Anyway, definely worth a read, and given that it's both very clearly-written and one of these double-spaced books you can get through it in no time.
COOPER HAS WRITTEN A READABLE MASTERPIECE October 7, 2008 8 out of 8 found this review helpful
I completely agree with the positive recommendations of The Economist Magazine and the reviewer. George Cooper combines a strong technical and practical investment background to produce a modern study of the best management of our complex economy. I feel Cooper opens this subject up to every thoughtful investor {regardless their background) by writing in down-to-earth English. He uses everyday examples, like a baker making and selling bread. His clear understandings of the material and deep sympathy for the reader motivate his use of these everyday examples to eliminate the need for mathematical equations. He still maintains the needed precision. I was persuaded that economic crises are inevitable, and enjoyed his ideas on how we might deal with them. I would like to recommend Cooper's clear, cogent presentation to every investor and student who is curious about how to improve our economy.

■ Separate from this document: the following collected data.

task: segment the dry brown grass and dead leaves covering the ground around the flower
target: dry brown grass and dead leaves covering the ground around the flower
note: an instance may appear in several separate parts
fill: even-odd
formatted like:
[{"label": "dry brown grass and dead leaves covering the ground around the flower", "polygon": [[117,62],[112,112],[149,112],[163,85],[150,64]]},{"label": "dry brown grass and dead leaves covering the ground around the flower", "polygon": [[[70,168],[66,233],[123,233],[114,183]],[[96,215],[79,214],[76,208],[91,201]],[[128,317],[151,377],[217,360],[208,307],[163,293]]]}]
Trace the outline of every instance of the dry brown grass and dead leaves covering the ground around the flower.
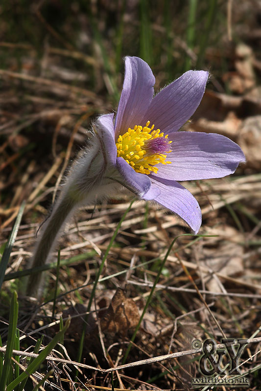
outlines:
[{"label": "dry brown grass and dead leaves covering the ground around the flower", "polygon": [[[254,23],[257,2],[245,3]],[[93,4],[95,15],[95,6],[99,4],[95,1]],[[106,1],[103,7],[103,17],[108,17],[114,10]],[[225,12],[223,9],[220,12]],[[48,369],[54,369],[45,390],[111,390],[109,374],[112,370],[115,390],[190,390],[191,379],[199,375],[201,351],[191,350],[192,341],[214,338],[220,343],[224,336],[252,340],[241,356],[240,369],[250,381],[249,389],[260,389],[261,100],[258,80],[261,53],[255,38],[260,29],[254,24],[256,35],[249,33],[251,21],[242,22],[244,9],[243,5],[234,9],[235,20],[232,26],[229,22],[229,31],[231,34],[232,28],[246,47],[242,49],[236,43],[229,43],[226,28],[222,30],[222,44],[206,47],[203,65],[213,66],[213,77],[188,129],[229,136],[243,148],[247,163],[240,165],[231,177],[184,183],[201,206],[200,234],[206,237],[177,239],[125,364],[122,359],[161,261],[172,239],[189,230],[179,218],[153,203],[137,201],[133,204],[100,276],[84,337],[84,361],[77,364],[77,350],[95,274],[128,199],[117,195],[108,203],[96,205],[95,210],[88,207],[77,213],[59,241],[59,275],[52,265],[43,302],[36,303],[20,296],[21,352],[16,354],[21,355],[24,367],[27,361],[22,357],[32,357],[32,347],[39,335],[45,336],[43,345],[47,345],[59,329],[60,316],[64,319],[71,316],[64,344],[56,347],[47,358],[46,366],[34,374],[39,380]],[[119,22],[122,10],[118,11]],[[184,17],[186,9],[181,7],[179,11]],[[0,246],[12,230],[22,201],[26,201],[1,291],[0,335],[3,341],[7,335],[10,292],[21,288],[23,283],[22,279],[14,279],[15,275],[11,273],[19,276],[26,268],[36,230],[48,216],[71,159],[86,143],[86,129],[90,129],[97,113],[110,112],[117,107],[115,86],[121,86],[116,55],[104,58],[100,41],[95,41],[97,37],[93,51],[87,50],[87,55],[65,39],[61,30],[52,27],[47,20],[48,13],[44,17],[41,7],[31,12],[33,18],[42,23],[41,31],[45,34],[47,31],[49,36],[41,54],[30,42],[6,40],[0,43],[6,65],[0,68]],[[75,12],[81,14],[79,10]],[[122,12],[128,19],[137,10],[134,7]],[[224,13],[221,15],[226,17]],[[71,22],[70,17],[67,21]],[[244,28],[240,30],[240,26]],[[101,17],[97,31],[104,32],[106,27],[110,32],[108,20]],[[162,37],[169,38],[160,17],[151,28],[156,42]],[[36,29],[37,33],[39,31]],[[89,31],[88,28],[87,38]],[[130,31],[128,25],[126,36]],[[194,50],[188,48],[182,26],[179,33],[173,48],[176,50],[174,59],[180,66],[176,73],[182,68],[184,51],[190,57],[192,68],[198,53],[196,46],[192,48]],[[215,39],[217,32],[212,34]],[[103,37],[102,42],[110,53],[110,37]],[[56,47],[58,45],[62,48]],[[127,53],[124,47],[122,54]],[[165,54],[167,52],[158,65],[154,62],[158,87],[164,85],[170,75],[166,71]],[[108,59],[109,65],[106,65]],[[225,69],[221,66],[223,60]],[[228,89],[230,94],[226,93]],[[53,318],[57,278],[58,295]],[[24,353],[25,348],[28,353]],[[76,367],[78,379],[75,383]]]}]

A perceptive book October 5, 2008 8 out of 8 found this review helpful
This book asserts that whilst efficient market theory does fit trade in goods and services generally, the evidence does not support its fitting assets such as land, and shares. It argues that as a result of what the author sees as a state of denial by most economists, economic policy targets inflation or aims to maintain continuous economic growth. The author suggests, with arguments that are said to be based on the thoughts of Keynes and Minsky and seem compelling to a non-economist, that central banks should rather target asset/land price inflation.

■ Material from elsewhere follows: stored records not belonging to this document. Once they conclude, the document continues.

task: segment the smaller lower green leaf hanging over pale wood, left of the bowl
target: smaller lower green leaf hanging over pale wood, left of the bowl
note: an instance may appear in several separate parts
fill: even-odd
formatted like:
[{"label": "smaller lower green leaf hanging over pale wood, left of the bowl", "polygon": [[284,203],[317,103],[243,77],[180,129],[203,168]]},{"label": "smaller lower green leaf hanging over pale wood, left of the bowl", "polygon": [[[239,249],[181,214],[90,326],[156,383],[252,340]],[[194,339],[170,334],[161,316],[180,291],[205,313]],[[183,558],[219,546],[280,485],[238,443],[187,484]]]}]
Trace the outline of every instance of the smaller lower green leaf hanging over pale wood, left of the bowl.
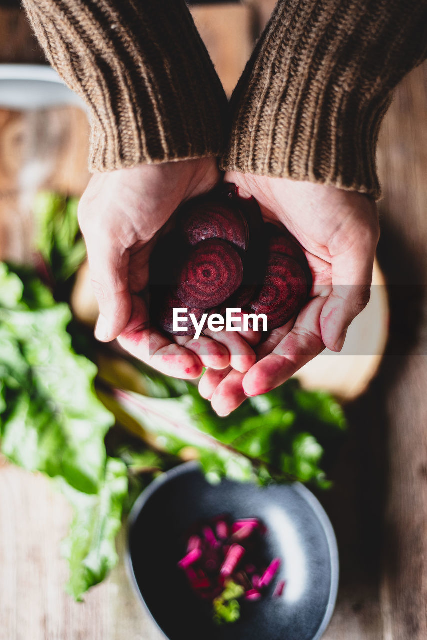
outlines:
[{"label": "smaller lower green leaf hanging over pale wood, left of the bowl", "polygon": [[102,582],[117,563],[115,538],[122,526],[122,507],[127,496],[127,468],[109,458],[99,492],[87,495],[69,484],[61,488],[74,507],[74,519],[62,551],[70,565],[67,591],[75,600]]}]

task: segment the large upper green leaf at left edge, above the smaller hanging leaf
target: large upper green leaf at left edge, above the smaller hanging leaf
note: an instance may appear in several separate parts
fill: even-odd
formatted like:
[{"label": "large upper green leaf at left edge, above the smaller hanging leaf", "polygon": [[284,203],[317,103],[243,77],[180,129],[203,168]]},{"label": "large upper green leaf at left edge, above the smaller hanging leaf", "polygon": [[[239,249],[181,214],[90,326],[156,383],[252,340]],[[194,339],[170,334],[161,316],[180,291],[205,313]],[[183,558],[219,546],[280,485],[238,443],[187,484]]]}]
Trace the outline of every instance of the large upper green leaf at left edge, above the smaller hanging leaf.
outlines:
[{"label": "large upper green leaf at left edge, above the smaller hanging leaf", "polygon": [[0,307],[2,450],[24,468],[94,493],[114,417],[93,390],[95,365],[71,348],[70,317],[65,304],[31,310],[25,298],[15,309]]}]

The author is a control engineer and a financial analyst, and his arguments resonate with this reviewer who is also an engineer by origin. What would be interesting is to have reasoned comments from an open minded professonal economist.
That said the book is a good read and for the curious a very different analysis of the financial turmoil of 2008.
Excellent insight into the conditions that created the current financial crisis September 30, 2008 11 out of 12 found this review helpful
172 page analysis of the origin of the current financial crisis. Author argues that the widely accepted Efficient Markets theory has dominated economic thinking of the management of the economy/financial markets. Alas, the facts do not support this theory. Crisis appear far more frequently that theory suggests. In fact, he argues that financial systems are prone to the formation of boom-bust cycles. As an example, rising property prices give lenders a false sense of security in increasing lending money, which in turn increases property prices, which in turn "justifies" lending the money and so on. He discusses the role of central banks and their failure to address the problems of excessive credit creation. Current solutions to the crisis include allowing markets to sort out the problem themselves (the Great Depression route);encourage yet another huge debt-fuelled spending spree; or let inflation rip thereby debasing the outstanding stock of debt. The author argues for a more regular "hand on the tiller" approach, preventing excesses from appearing in the economy. Highly recommended.